How did an army on the move, such as the Romans or a medieval European nation, scout and reconnoitre?

by snusmumrikan

How far ahead would their scouting reach? Was it different for separate cultures? How hard was it for armies to position themselves advantageously before battle?

Vromrig

Scouting and reconaissance are done in a couple of key ways based on what it is you are trying to accomplish.
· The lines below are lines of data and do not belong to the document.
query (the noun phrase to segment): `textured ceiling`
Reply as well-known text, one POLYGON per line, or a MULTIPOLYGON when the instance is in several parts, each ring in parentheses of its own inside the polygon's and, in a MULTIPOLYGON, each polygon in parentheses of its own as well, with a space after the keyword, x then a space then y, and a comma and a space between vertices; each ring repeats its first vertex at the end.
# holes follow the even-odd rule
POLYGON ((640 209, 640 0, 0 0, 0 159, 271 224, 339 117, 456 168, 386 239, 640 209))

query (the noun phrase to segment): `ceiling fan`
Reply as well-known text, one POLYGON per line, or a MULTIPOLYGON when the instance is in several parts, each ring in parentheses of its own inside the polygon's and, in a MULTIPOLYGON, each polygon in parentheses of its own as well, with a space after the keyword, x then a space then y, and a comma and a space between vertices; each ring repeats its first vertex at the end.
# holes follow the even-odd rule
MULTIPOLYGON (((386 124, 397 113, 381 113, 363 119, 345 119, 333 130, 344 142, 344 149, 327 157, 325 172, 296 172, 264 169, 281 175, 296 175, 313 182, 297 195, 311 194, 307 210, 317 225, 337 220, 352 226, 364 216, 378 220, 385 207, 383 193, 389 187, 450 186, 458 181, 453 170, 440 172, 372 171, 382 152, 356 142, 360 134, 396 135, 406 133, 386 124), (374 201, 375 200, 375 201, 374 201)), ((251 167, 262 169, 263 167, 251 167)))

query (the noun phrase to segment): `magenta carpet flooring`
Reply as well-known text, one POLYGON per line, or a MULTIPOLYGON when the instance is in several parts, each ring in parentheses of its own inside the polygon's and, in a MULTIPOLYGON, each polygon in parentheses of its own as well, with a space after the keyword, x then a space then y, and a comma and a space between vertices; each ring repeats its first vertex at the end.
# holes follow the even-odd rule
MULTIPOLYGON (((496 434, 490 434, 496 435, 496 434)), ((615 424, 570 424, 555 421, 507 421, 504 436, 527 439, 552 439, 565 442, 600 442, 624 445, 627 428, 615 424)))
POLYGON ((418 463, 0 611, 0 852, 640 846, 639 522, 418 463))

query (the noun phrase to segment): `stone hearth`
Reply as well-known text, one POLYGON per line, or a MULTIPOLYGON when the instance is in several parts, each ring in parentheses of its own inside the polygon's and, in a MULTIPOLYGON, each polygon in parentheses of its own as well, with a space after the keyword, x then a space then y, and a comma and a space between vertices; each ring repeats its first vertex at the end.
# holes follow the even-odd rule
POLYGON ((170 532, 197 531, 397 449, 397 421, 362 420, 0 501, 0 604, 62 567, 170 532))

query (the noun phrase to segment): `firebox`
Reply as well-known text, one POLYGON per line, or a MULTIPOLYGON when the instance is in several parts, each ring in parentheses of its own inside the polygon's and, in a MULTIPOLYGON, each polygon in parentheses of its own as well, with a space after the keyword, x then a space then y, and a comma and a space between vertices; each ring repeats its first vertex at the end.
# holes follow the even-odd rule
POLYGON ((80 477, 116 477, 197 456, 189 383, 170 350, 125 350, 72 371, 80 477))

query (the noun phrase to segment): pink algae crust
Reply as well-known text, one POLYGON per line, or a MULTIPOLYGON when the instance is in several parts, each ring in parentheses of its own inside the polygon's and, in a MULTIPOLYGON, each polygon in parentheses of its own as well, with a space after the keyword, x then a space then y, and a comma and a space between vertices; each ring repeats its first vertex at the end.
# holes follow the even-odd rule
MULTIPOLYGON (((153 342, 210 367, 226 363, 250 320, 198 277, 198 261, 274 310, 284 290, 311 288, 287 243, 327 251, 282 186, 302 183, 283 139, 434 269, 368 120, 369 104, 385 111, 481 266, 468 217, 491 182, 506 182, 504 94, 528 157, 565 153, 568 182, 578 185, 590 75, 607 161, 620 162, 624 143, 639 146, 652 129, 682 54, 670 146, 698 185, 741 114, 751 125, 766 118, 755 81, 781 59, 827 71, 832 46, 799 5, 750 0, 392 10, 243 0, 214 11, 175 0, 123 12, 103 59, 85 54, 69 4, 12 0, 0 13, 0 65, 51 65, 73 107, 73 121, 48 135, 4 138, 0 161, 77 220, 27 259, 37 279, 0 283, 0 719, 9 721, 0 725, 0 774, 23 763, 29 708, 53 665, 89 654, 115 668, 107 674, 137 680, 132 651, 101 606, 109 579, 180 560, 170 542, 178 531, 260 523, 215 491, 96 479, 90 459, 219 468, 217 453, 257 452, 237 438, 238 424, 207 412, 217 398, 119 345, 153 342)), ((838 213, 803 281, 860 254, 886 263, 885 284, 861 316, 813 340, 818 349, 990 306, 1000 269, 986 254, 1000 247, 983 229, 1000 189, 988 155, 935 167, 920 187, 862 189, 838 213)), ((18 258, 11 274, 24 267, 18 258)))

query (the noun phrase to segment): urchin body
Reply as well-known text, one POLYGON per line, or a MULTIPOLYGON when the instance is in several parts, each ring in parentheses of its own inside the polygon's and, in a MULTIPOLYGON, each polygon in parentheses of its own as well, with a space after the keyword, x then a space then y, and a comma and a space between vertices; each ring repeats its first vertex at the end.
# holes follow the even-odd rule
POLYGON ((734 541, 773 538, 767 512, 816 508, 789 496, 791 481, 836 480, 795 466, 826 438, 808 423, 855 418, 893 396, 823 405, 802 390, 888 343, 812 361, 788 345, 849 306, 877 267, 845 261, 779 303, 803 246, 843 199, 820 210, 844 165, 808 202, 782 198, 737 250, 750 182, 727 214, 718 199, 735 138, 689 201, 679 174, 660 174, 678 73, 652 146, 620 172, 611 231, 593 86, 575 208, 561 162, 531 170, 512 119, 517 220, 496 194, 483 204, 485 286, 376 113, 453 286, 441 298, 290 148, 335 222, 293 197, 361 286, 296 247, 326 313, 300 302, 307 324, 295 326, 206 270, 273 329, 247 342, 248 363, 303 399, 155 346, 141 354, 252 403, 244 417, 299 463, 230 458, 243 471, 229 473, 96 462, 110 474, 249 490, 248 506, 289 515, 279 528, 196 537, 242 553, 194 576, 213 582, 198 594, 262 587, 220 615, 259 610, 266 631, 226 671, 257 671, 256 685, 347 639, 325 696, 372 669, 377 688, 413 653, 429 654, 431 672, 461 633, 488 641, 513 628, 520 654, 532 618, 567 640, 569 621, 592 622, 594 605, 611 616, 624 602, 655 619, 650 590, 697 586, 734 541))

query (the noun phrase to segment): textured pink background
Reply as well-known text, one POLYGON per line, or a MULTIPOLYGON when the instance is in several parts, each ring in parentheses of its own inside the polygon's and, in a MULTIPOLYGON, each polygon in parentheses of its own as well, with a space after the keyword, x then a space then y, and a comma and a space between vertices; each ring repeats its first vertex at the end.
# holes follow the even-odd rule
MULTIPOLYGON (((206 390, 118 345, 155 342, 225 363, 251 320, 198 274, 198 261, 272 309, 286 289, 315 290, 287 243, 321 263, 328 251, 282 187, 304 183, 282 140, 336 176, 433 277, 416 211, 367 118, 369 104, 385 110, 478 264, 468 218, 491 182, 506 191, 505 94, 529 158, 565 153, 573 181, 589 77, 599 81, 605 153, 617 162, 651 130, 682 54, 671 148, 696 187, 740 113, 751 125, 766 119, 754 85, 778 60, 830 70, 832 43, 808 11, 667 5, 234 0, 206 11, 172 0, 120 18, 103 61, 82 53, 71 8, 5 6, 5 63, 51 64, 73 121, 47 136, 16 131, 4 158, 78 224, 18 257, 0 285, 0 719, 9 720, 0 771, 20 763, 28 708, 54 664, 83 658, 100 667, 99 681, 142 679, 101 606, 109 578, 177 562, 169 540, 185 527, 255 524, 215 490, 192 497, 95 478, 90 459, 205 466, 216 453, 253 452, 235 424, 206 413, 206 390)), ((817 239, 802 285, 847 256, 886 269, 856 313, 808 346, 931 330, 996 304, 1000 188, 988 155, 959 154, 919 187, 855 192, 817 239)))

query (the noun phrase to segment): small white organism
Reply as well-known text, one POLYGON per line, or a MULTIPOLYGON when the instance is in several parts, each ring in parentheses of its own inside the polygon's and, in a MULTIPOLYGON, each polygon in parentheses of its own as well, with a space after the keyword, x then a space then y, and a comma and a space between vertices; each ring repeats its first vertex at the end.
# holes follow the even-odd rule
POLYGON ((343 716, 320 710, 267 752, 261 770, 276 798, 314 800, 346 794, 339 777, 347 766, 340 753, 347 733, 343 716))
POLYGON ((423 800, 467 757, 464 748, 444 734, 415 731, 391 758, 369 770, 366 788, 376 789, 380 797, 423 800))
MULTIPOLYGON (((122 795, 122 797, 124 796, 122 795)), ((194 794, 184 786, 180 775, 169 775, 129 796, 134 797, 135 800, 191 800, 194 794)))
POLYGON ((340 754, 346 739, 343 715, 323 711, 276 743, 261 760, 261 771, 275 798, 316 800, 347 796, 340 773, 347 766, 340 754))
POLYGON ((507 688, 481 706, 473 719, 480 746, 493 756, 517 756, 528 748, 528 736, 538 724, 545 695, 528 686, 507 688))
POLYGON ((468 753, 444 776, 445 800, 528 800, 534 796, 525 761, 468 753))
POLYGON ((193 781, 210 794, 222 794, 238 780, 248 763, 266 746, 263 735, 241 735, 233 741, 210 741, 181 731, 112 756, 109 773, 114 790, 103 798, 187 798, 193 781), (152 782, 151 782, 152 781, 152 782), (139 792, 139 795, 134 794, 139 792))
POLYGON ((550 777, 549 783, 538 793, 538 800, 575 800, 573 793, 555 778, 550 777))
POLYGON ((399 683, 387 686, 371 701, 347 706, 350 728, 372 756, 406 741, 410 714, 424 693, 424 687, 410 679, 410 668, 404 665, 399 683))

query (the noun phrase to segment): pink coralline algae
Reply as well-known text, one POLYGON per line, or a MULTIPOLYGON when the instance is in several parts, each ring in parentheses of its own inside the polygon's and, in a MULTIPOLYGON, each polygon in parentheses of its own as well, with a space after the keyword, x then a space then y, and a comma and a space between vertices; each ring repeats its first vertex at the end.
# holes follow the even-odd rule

I'll copy an old post of mine on this subject since it deals with enemy armies locating each other:

The old adage is that battles take place along the lines of communication. This is as logical and simple a concept as you can imagine. It's easier to communicate with the people you need to communicate with, and there's a reason people use that path, well, for communication, so typically speaking you're going to see battles take place around areas that are easy and routinely traveled. Not necessarily on those sites, but around them. Armies can march through rough, rugged, shithole terrain (see Hannibal's march through the swamps to avoid engaging the Roman army, Alexander, B. (1993) How Great Generals Win p.41) but typically speaking this was dangerous, as seen when Hannibal lost a number of his men by risking those very same swamps. So typically, an army wants to use roads, rail, paths, trails, whatever guarantees their destination and ultimately makes life easier to keep a cohesive unit.

So you'd have two armies doing their best to try to navigate terrain where they aren't terribly hard to see, and truth be told, armies leave a lot of mess behind, so properly trained scouts have a decent fix on where the enemy is roughly. Be this by spying an enemy marching down the road with your own eyes, or conferring logical information (a burned up, abandoned camp, discarded shells, tracks from the army, locals giving you information, horse shit, there are a thousand ways) scouts usually had a decent idea of where abouts an army was, if not necessarily where it was going.

Scouts and spies would be swarming around like satellites around an army, some riding on ahead in teams to try to look for clues or anything else that might hint where the army is or where it's going, while "screening" light cavalry would shadow their own army in case something slipped through. Think almost human radar so to speak.

Meanwhile the scouts and the spies would be working in local communities to gather as much information as humanly possible.